Redaktion beck-aktuell
Der Traum vom Ei­gen­heim ist aus – je­den­falls für brü­ten­de Bach­stel­zen­paa­re in einem nie­der­säch­si­schen Na­tur­schutz­ge­biet. Ihre Holz­hüt­te muss weg. Sie hät­ten genug Aus­weich­mög­lich­kei­ten, meint das OVG Lü­ne­burg.

Die bußgeldbewehrte Beseitigungsanordnung für eine Holzhütte mit Nisthilfe für Bachstelzen führt für den Eigentümer zu keiner Pflichtenkollision: Die Beseitigung sei keine Ordnungswidrigkeit nach dem BNatSchG, wenn der übrige Lebensraum die beeinträchtigten Nistmöglichkeiten auffängt, so das OVG Lüneburg (Beschluss vom 05.09.2025 – 4 LA 145/22).

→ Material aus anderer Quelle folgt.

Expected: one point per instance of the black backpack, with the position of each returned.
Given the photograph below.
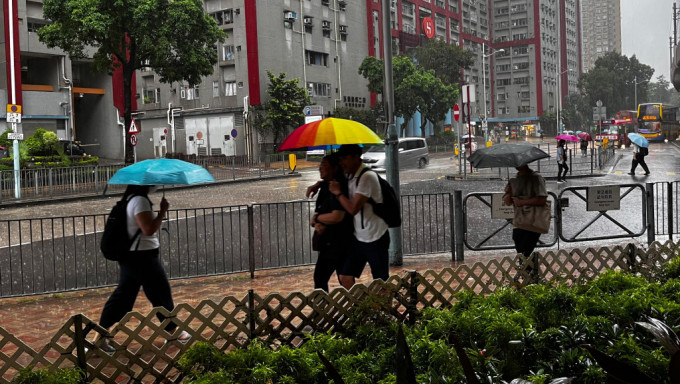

Im Februar 2019 ordnete das zuständige Bauamt die Beseitigung einer Holzhütte im Naturschutzgebiet "Ziegeunerwäldchen" [sic] an. Doch der 4x6 Meter große, nach einer Seite offene Unterstand war bereits das traute Heim eines Bachstelzenpaares. Der Grundstückseigentümer sah sich deshalb in der Bredouille: Käme er dem Bescheid nach, würde er gleichzeitig wegen der Beseitigung einer "Fortpflanzungs- oder Ruhestätte" gegen § 44 BNatSchG verstoßen, meinte er. Wegen dieser Pflichtenkollision sah er sich außerstande, der Anordnung Folge zu leisten, und erhob Widerspruch.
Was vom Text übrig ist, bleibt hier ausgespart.